「温州みかん」の読み方を正しく読める?温州みかんの由来と品種

「温州みかん」の読み方を正しく読める?温州みかんの由来と品種
原料・成分

「温州みかん」の読み方は、意外に間違える人も多いのではないでしょうか。普通の蜜柑(みかん)と何か違うのでしょうか。今回は読み方を間違えやすい「温州みかん」について、読み方や名前の由来、品種について紹介します。

「温州みかん」の読み方をわかりますか?

「有田みかん」「愛媛みかん」「宮川早生」「南柑20号」などみかんの品種はたくさんありますが、これらはどれも「温州みかん」のことを指します。
店頭では、みかんのブランド名が表示されていることが多いので「温州みかん」という言葉は見かけることは少ないかもしれませんね。

一般的に「みかん」のことを指す場合は「温州みかん」のことです。つまり「みかん=温州みかん」と言っても過言ではありません。

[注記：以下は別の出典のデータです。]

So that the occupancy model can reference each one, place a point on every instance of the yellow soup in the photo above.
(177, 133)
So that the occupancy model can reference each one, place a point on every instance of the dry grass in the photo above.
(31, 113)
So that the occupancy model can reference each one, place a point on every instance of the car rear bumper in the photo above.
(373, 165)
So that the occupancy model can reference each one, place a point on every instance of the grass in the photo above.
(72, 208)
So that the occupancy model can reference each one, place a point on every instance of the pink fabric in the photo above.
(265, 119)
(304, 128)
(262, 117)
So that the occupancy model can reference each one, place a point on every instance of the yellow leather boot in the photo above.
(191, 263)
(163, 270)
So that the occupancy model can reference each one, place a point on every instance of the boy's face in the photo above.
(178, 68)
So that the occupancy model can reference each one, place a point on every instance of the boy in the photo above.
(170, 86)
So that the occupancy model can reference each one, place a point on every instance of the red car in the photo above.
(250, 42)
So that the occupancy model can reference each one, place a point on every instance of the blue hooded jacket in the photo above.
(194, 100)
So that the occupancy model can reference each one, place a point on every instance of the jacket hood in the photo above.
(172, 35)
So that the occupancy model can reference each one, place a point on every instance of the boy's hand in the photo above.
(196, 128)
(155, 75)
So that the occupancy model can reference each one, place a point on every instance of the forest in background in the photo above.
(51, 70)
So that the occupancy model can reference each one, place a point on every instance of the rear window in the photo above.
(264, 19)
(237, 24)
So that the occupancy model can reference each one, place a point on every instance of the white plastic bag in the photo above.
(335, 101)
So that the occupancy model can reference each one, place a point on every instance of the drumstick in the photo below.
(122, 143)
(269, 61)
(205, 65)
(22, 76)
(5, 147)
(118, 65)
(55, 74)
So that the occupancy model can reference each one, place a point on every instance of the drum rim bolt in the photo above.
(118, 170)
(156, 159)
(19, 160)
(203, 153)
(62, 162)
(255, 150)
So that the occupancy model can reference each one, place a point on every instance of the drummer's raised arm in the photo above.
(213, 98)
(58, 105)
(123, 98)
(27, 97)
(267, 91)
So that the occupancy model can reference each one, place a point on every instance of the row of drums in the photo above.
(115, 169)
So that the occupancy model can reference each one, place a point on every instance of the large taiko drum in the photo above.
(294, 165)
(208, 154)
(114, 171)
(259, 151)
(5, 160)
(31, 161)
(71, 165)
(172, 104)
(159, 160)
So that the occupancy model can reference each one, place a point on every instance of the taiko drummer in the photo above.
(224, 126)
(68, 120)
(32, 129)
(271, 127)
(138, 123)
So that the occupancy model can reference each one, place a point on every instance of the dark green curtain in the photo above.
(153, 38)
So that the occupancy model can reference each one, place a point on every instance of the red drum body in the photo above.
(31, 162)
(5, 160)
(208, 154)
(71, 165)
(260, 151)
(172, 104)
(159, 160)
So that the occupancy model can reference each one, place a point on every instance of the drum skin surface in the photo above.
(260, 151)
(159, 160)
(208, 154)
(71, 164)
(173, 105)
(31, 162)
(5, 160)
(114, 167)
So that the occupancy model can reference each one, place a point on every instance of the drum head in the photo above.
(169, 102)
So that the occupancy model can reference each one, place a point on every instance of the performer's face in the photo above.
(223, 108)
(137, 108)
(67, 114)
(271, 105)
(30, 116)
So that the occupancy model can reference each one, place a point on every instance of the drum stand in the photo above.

さて、「温州みかん」の読み方ですが、正解は「うんしゅうみかん」です。
「おんしゅう」と思った方は残念ながら不正解です。お店でも間違った読み方をしないようにしましょう。

「温州みかん」の名前の由来

温州みかんの原産地は日本ですが、名前の由来は中国の温州です。

中国温州に滞在していた僧が鹿児島県長島に瓯柑というミカンを持ち帰ったことが始まりです。15世紀初頭頃に鹿児島県長島に伝来しました。瓯柑はタネがあるミカンでしたが、そのうちタネがないミカンが現われました。それが温州みかんの始まりです。

その間、中国ではタネなしの温州みかん程のミカンを作ることができませんでした。1900年代になってから、東京帝国大学の農業科学科の中国人学生によって温州みかんは中国に持ち帰られ、中国でも改良が進みました。

「温州みかん」の旬はいつ?

「温州みかん」の旬は品種によって違います。温州みかんの品種は大きく4つに分かれます。

温州みかんの品種4タイプ

  • 極早生温州
    宮本早生や日南一号や上野早生など。9月から10月頃に掛けて収穫される。
  • 早生温州
    宮川早生や興津早生など。10月から12月頃に掛けて収穫される。
  • 中生温州
    藤中温州や瀬戸温州など。11月~12月頃に掛けて収穫される。
  • 普通温州
    青島温州や十万温州や大津四号など。1月以降に収穫される。

また、ハウスみかんもあり、5月〜9月頃に収穫され、スーパーなどで販売されています。

「温州みかん」の品種一覧

明治以降に各地でみかんは生産されるように、各地で様々な品種が開発されました。なかでも、和歌山や愛媛、熊本、静岡は、みかんの生産で有名です。

「収穫量トップ10

収穫量(t)
全国 741,300
和歌山 144,200
愛媛 120,300
熊本 85,700
静岡 81,700
長崎 52,800
佐賀 51,100
広島 31,500
愛知 23,500
福岡 20,800

 

出典:農林水産省「果樹生産出荷統計」(平成29年産)

収穫量トップ5の県の主なブランドを紹介します。
和歌山県のブランドは、早生種が中心の有田みかん、普通温州が中心の下津みかん紀南みかんなどがあります。
愛媛県には、西宇和みかん(日の丸みかん・豪琉頭日の丸千両・日の丸千両・百年蜜柑などのブランド名を持つ)があります。
熊本県には、河内みかん(夢の恵などのブランド名を持つ)や天水みかんがあります。
静岡県の温州みかんでは、高いブランド力を持つ三ケ日みかんが全国的に有名です。
長崎県には、西海みかん(味っ子・味まる・ながさきの夢・味ロマンなどのブランド名を持つ)などがあります。